What's Really Driving Apple’s New-Found Fondness For ‘Free’? - NatCrodo
http://9to5mac.com/2013/10/23/opinion-what-is-really-driving-apples-new-found-fondness-for-free/?utm_source=feedburner&utm_medium=feed&utm_campaign=Feed%3A+9To5Mac-MacAllDay+%289+to+5+Mac+-+Apple+Intelligence%29

======
calciphus
It's so weird to continually hear authors parrot the claim that the trivial
cost of an OS upgrade is relevant to businesses. Fact is, any business over
about 20 employees has a Microsoft Software Entitlement license, where you pay
(substantially under market price) per user for Office, Windows, etc. And
Software Entitlement is valid across all currently supported versions of the
OS and Office. That means that if your company is running XP and Office 2003,
it's entirely because your IT group didn't want to go through the trouble of
upgrading everyone (and retraining users), NOT because of the cost. The time
to test various enterprise apps and ensure they work and work reliably is
expensive.

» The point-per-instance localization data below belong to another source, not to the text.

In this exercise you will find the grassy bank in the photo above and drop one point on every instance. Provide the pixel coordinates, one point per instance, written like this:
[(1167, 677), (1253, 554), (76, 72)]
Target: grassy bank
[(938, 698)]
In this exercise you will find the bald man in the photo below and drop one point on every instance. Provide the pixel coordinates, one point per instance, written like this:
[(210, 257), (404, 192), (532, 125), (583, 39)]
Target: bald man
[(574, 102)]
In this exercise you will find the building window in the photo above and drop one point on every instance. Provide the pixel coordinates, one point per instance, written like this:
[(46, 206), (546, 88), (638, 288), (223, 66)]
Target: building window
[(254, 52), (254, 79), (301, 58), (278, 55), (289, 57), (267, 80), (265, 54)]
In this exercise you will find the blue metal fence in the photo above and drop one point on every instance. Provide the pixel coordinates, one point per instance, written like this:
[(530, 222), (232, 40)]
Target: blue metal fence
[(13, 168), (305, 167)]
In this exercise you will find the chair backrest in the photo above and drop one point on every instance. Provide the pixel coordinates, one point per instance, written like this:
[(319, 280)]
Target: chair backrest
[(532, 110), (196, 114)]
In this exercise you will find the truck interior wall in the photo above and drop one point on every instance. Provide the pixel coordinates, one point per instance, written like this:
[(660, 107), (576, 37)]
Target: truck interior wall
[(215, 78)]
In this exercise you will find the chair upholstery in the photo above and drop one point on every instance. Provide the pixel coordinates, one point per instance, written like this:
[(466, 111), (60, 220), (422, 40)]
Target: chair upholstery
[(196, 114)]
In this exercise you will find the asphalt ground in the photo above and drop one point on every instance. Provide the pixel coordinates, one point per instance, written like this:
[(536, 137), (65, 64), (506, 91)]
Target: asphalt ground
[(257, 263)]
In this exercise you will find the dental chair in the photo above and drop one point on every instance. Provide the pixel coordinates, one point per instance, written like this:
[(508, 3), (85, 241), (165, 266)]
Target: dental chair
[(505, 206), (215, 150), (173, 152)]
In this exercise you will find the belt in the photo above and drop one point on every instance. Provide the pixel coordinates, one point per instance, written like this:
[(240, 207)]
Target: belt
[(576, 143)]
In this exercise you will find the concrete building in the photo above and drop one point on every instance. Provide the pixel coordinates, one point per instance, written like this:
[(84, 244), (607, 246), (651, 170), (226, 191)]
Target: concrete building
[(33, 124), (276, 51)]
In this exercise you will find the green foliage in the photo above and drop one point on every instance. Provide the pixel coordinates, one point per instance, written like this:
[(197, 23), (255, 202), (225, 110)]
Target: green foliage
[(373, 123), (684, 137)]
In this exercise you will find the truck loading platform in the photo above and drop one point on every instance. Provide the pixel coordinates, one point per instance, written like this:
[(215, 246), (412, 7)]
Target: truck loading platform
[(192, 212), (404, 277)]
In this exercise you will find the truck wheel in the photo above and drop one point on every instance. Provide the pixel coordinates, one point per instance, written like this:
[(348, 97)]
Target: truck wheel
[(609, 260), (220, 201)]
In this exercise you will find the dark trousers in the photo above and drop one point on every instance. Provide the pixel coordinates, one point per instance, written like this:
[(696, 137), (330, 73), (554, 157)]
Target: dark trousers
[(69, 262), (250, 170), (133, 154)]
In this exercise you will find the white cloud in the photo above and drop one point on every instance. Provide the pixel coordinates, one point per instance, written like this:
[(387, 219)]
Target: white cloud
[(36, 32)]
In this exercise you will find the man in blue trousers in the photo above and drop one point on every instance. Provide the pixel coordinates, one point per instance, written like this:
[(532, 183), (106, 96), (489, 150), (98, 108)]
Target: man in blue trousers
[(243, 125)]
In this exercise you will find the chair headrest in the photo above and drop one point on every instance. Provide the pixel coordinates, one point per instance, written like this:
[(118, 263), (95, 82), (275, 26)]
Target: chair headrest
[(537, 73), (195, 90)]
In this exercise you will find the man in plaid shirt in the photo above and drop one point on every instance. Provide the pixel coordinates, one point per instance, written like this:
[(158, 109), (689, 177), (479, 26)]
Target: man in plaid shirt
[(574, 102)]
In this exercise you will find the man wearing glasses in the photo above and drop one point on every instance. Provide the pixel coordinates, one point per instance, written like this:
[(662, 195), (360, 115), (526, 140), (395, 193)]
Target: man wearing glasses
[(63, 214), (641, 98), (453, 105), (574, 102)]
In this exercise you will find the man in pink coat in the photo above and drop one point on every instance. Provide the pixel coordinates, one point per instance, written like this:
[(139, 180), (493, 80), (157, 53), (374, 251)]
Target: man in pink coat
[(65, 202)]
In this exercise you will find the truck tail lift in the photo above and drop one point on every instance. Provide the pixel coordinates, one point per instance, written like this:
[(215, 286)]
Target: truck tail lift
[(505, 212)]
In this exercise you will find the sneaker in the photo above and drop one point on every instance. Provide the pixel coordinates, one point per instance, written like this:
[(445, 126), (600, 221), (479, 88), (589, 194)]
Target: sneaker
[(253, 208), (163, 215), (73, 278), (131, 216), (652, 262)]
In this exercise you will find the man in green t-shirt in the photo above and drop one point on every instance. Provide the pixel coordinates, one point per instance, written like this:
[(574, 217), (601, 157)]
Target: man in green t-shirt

Just because Apple wanted to encourage a bunch of bloggers to
update their Airs isn't going to be a tipping point for Apple into any real
market share - in fact it'll harm their chances in the future when they stop
issuing security patches to a 2-year-old OS because "upgrades are free".

What is driving Apple's new-found fondness for free is that they don't want to
deal with supporting older OSs. Unfortunately, that's a requirement for being
in the business world. Apple has just excluded themselves from it.